Doing a completion dissection when disease is micro-metastatic, rather than macro-metastatic, is also wise because it leads to less lymphedema and morbidity, noted Andtbacka.
However, Sznol suggested that there could be a down side to completion dissection in this population.
“I’m not 100% sure that the completion lymph node dissection will ultimately be good for the patient,” he said. “There may be a reason to leave those nodes in because they may be important in an immune response against cancer that may be important in preventing relapse. But that’s a topic for another time.”
Considering Molecular Testing
Returning to the subject of biomarkers, the panelists considered whether BRAF mutation status should affect the treatment choices or prognosis of these patients.
“In this patient population that has primary melanoma that has no evidence of nodal involvement, and also in the stage III patients with micro-metastatic disease in the lymph nodes, we would not routinely get that testing, since we would not have necessarily an adjuvant trial for them,” said Andtbacka.
Weber, however, suggested that testing mutational status early on might help with disease management later.
“I think, in the future, every stage III patient should be tested, so that you have the information in the bank,” he said. “You often may have no actionable manifestations, but given that there are two active clinical trials, and there will probably be more trials for stage III resected patients, I think it’s appropriate that any stage III patient have their tumor sent for BRAF testing—and God knows, in a year or two, it will be BRAF and NRAS. It will be 20 genes, and then it will be perhaps even sequenced completely.”

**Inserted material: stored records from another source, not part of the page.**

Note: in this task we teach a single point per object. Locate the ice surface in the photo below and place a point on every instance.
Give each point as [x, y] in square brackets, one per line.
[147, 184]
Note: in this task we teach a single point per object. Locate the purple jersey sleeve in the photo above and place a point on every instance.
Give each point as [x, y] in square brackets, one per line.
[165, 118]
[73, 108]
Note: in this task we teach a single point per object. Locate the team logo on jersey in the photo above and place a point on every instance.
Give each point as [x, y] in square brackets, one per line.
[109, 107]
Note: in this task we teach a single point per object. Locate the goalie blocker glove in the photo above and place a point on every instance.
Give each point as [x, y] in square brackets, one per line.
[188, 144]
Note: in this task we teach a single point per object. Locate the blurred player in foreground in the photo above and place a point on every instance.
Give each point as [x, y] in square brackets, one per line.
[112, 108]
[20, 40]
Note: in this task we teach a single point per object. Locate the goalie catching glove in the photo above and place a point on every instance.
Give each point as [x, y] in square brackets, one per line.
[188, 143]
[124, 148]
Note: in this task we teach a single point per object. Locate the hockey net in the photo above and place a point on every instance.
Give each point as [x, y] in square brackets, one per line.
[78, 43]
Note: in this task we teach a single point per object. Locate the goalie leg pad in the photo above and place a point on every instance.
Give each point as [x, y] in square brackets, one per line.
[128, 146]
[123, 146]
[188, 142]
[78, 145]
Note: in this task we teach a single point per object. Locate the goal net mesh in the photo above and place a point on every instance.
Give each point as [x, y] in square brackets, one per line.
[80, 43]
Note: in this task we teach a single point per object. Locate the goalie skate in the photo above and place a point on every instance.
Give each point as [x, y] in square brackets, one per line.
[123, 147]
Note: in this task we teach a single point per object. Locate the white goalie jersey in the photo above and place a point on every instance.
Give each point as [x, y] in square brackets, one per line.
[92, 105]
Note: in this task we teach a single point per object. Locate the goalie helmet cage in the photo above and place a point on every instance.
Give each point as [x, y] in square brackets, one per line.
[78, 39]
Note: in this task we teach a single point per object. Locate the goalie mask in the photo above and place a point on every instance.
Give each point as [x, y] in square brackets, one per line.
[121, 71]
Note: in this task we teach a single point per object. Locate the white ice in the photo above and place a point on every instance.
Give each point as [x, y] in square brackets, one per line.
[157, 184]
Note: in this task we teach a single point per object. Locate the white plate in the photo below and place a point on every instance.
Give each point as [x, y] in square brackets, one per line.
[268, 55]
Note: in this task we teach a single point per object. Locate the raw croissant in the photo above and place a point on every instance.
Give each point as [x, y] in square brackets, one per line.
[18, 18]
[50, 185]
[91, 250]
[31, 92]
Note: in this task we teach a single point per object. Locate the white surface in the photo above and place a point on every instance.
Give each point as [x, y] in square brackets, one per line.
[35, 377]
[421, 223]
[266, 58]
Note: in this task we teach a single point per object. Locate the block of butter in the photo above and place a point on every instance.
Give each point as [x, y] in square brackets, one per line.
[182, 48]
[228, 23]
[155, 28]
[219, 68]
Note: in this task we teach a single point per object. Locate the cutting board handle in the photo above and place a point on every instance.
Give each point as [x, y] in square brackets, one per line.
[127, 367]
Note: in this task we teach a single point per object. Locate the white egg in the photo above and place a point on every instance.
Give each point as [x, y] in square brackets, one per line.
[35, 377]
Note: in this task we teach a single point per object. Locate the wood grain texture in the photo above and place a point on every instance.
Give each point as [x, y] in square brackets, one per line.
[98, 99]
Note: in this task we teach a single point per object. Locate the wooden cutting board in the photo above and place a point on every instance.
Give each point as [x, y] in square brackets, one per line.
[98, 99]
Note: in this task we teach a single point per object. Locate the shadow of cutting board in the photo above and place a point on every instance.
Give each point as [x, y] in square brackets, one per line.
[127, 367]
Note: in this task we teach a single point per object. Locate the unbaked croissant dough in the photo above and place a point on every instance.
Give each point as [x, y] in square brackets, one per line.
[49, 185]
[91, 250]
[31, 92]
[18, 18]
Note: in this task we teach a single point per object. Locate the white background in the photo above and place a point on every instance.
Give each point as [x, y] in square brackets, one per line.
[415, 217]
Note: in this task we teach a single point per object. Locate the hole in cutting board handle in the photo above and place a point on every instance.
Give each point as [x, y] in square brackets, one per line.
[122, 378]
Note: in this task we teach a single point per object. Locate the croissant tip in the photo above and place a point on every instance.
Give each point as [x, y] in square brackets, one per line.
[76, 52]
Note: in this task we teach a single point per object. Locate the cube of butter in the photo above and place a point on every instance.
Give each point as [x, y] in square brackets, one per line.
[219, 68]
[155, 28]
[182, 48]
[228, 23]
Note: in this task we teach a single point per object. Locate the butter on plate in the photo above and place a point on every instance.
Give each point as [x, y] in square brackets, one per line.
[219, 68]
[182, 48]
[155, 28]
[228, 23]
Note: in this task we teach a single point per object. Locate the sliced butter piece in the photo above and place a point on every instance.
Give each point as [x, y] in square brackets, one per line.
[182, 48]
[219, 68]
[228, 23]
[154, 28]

Ross mentioned that a 31-gene array has been studied as a prognostic measure in melanoma.3
“It’s kind of an offshoot of the gene analysis that was done for uveal melanoma, but they’ve extended it to cutaneous melanoma,” he said. “It’s got 28 tumor-specific genes and three control genes. It’s an RTPCR [reverse transcription polymerase chain reaction], so you do it on paraffin-embedded tissue, and it identifies or dichotomizes patients into what’s called class 1 and class 2, and the class 1’s have a very good prognosis and class 2 not as good.”
He noted, however, that “this particular analysis is probably not very good for the stage III patients, because most of those are class 2’s anyway.”
Panelist Omid Hamid, MD, cautioned that a number of questions must be answered before the assay is put into use.
“You have a stage I patient with a class 2 signature,” he said. “Do you image them more often? Do you have an adjuvant therapeutic that you can offer them that can change their course? Do you create more anxiety or less anxiety?”
Although there are many unsettled questions, Hamid and his fellow panelists agreed that the assay is a step in the right direction.